From astronauts to Resusci Anne and his mum, Frank Turner’s eight album No Man’s Land focuses on the life and stories of historical women.
“I have been thinking of combining my two passions of history and music for a while and there is a history of storytelling in folk music so it was something I wanted to look at,” the singer originally from Hampshire says.
“It didn’t start as a gendered thing but the more I did, I realised the stories I wanted to tell were about women that you didn’t hear about.
“I read about history all the time so there were stories I had come across and then I asked friends for cool stories and was inundated.
“I read about lots of people who were fascinating but in terms of writing a song about them it just didn’t work.”
The album was released in August and was accompanied by a podcast entitled ‘Tales from No Man’s Land’.
“For one of the podcasts it was me and my mum talking about the songs,” he says.
“But she took it really seriously and did lots of research. She was a teacher for 38 years, it was a little odd at first but we talked about things we never had it was really good to just sit down with my mum and chat.”
Women featured on the album include Christa McAuliffe an astronaut and teacher who was killed in the Space Shuttle Challenger Disaster, rock and roll pioneer Sister Rosetta Tharpe, dance hall singer Dora Hand and Frank’s mum.
“Although my mum did comment that she was in some unscrupulous company as there are witches and dance hall girls in there but I said to her that she is the happy conclusion to the album.
“It was a nice way of finishing the album.”
Prior to writing the album Frank did lots of research for the songs.
“There were so many interesting people it was fascinating,” he explains
“No Man’s Land was actually finished after Positive Songs for Negative People in 2015, however the world went crazy in 2016 so I decided to respond to that with Be More Kind.”
From this month Frank is heading on the road to America, Canada and the UK, and includes a date at the De La Warr Pavilion in Bexhill on Sea in November.
“The tour will be a little different as there will be two sets,” reveals Frank,
“The first part will be me talking about the women featured and singing the songs, then the second part of the show will be with my band The Sleeping Souls playing old songs.
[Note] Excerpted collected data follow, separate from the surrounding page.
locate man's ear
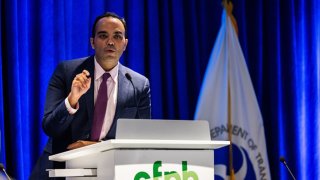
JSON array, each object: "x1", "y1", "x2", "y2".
[
  {"x1": 90, "y1": 38, "x2": 95, "y2": 49},
  {"x1": 123, "y1": 39, "x2": 128, "y2": 51}
]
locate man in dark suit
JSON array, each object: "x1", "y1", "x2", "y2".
[{"x1": 30, "y1": 12, "x2": 151, "y2": 179}]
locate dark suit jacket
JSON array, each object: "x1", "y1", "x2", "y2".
[{"x1": 30, "y1": 56, "x2": 151, "y2": 179}]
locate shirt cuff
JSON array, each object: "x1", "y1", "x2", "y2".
[{"x1": 65, "y1": 97, "x2": 79, "y2": 114}]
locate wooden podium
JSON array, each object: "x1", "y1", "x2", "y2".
[{"x1": 48, "y1": 119, "x2": 229, "y2": 179}]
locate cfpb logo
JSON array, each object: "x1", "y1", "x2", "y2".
[{"x1": 134, "y1": 161, "x2": 199, "y2": 180}]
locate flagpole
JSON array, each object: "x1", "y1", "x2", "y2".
[
  {"x1": 222, "y1": 0, "x2": 238, "y2": 36},
  {"x1": 228, "y1": 79, "x2": 235, "y2": 180},
  {"x1": 223, "y1": 0, "x2": 237, "y2": 179}
]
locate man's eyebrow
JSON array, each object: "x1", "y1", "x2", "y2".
[
  {"x1": 97, "y1": 31, "x2": 107, "y2": 34},
  {"x1": 114, "y1": 31, "x2": 124, "y2": 35}
]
“It will be a bit different from what we usually do but I’m looking forward to it. I wanted to do seated venues which we don’t really do and create a different feel to my previous tours.”
The writing experience for the album was also a change from what he is used to.
“It has been interesting usually you sit with a blank piece of paper and write about your emotions and feelings and experiences but it is very different writing about someone who existed and with their own story to tell.
“No Man’s Land is my eighth album, as an artist I want to push myself to do different things to challenge myself and the people that listen to my music. To keep moving forward with what I am doing.
“It is also about proving to myself and the audience that I can do something else.”
Franks admits to getting bored quite easily and explains that he likes to keep busy.
“There are 24 hours in a day so you can get a lot done,” he adds.
As for his spare time alongside doing historical walking tours of London his latest past time is gardening.
“It is a little of a new thing for me,” he smiles. “I just have to keep reminding myself to water the plants.”
Looking to the next album will he look to history again?
“I’m not going to keep writing history albums about real people,” he says. “For me if a song has been written from top to bottom it will get released, I have lots of half songs but if it is completed I will release it.
“I was also told I have an aptitude for podcasts so who knows I may even do more of those.”
Frank plays De La Warr Pavilion on November 29.